Le problème s’élargit lorsque nous remarquons d’autres
avatars très importants des trois synthèses. L’Anti-Œdipe n’est-il pas construit autour d’un tel avatar,
lui-même dédoublé, bio-psychique et social ? Les trois synthèses de la
production désirante (la psyché renommée « machine désirante »), leur
méconnaissance désastreuse par la psychanalyse (alors que le freudisme pouvait
servir de paradigme dans DR), leur présence reconnaissable au sein des grands
types de formations sociales (« machines sociales », chacune avec son
mode de « représentation »). Et Qu’est-ce
que la philosophie ?... La philosophie, les sciences, les arts, comme
activités expressives… N’y retrouve-t-on pas encore quelque chose des synthèses
du chap. 2 de DR, quelque chose d’une « liaison » (première synthèse)

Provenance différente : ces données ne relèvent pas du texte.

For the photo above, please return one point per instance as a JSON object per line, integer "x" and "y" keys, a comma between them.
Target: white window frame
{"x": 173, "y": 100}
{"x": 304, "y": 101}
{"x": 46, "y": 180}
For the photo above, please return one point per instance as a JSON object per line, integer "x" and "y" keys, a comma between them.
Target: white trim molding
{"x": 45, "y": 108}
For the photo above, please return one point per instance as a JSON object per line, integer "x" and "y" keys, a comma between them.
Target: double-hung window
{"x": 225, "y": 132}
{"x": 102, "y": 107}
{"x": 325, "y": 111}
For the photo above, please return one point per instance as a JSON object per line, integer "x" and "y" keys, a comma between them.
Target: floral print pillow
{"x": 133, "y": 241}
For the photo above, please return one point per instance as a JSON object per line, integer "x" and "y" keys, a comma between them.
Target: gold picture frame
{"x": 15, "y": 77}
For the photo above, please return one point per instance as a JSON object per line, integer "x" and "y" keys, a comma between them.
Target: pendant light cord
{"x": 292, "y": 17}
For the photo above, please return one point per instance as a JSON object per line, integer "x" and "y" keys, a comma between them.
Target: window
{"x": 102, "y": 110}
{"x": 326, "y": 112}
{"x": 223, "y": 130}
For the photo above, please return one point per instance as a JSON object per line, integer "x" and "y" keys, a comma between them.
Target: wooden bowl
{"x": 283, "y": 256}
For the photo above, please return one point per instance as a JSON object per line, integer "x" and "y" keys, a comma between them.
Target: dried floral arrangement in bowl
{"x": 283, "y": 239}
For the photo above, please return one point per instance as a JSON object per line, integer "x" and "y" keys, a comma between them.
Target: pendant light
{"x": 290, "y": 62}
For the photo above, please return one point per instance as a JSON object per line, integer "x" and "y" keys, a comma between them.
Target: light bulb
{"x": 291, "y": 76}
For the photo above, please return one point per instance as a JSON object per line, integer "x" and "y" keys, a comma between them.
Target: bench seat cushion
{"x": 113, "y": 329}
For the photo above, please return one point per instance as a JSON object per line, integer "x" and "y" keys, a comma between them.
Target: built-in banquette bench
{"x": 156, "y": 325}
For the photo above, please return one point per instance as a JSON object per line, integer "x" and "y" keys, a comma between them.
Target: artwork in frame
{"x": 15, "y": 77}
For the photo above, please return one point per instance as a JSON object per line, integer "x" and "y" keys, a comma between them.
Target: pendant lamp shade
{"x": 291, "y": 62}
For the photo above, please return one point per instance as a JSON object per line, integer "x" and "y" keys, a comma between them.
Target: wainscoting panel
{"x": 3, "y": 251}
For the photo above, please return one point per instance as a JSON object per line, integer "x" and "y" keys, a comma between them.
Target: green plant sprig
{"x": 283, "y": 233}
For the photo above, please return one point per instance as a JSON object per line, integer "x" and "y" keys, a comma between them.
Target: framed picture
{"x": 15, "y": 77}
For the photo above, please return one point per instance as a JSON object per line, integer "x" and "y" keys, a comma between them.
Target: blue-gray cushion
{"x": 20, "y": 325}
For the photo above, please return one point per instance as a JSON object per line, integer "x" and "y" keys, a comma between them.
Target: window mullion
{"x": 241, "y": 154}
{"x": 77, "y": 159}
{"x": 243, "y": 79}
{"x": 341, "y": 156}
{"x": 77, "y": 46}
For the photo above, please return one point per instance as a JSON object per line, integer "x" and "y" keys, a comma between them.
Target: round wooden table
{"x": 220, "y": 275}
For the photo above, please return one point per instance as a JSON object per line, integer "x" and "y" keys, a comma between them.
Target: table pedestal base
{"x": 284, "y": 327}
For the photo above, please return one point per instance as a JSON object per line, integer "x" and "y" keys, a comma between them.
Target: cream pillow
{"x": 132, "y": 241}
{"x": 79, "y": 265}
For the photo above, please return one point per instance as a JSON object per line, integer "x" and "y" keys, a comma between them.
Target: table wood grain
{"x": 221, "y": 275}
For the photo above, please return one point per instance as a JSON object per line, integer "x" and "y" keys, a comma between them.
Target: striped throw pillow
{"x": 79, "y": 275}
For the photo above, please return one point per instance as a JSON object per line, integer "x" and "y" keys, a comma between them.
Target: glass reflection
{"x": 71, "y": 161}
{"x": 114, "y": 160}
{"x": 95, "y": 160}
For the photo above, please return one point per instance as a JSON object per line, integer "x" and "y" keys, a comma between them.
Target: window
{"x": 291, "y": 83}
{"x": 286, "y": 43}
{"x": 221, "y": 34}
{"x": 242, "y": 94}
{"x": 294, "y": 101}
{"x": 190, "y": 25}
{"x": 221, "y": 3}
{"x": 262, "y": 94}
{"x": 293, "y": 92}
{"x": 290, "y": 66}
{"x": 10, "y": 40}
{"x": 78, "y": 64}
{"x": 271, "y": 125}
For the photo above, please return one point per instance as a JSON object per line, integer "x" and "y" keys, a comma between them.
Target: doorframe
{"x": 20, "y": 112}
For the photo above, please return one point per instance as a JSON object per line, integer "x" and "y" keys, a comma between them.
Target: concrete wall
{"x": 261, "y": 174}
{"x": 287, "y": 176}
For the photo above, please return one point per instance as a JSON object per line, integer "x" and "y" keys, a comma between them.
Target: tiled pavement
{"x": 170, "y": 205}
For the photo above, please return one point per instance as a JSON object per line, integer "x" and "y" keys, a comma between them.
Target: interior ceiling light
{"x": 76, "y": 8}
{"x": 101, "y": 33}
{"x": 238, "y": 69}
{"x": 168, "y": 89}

qui opère respectivement au niveau des concepts d’une philosophie, des
fonctions des sciences, des blocs de sensation des arts ; quelque chose d’une
« résonance » (deuxième synthèse) qui se traduit par le plan
d’immanence d’une philosophie, le plan de référence d’une science, le plan de
composition des œuvres d’art ; quelque chose d’un « mouvement
forcé », qui met des « personnages » sur chaque plan,
personnages conceptuels, observateurs partiels, figures ?
Les avatars des trois synthèses demandent une enquête détaillée.
Et certainement, oui, Lapoujade a raison, allusion est faite chaque fois à
« fondation », « fondement », « effondement ».
Mais plus frappant encore : comment Deleuze et Guattari peuplent tous les
« systèmes » qui les intéressent de synthèses dont le paradigme est
disons « bio-psychique ». Un agencement de désir, c’est une psyché.
Un agencement social : encore une psyché. Un agencement territorial
animal : déjà une psyché. Un système philosophique ? une sorte de
psyché. Une œuvre scientifique ? une autre sorte. L’œuvre d’un
artiste ? encore une psyché, et d’ailleurs très comparable à l’agencement
territorial des oiseaux-artistes…
Un des derniers chapitres de Lapoujade s’intitule Fendre la monade. En attendant, relevons
déjà ce goût très caractéristique du deleuzisme, de redécouvrir au sein de
systèmes très diversement qualifiés (qualification « mécanique, physique,
biologique, psychique, sociale, esthétique, philosophique, etc. »,
anticipait Deleuze (DR, p. 155)), des synthèses, passives ou actives, d’une
psyché dont un paradigme est posé dès le chap. 2 de Différence et répétition.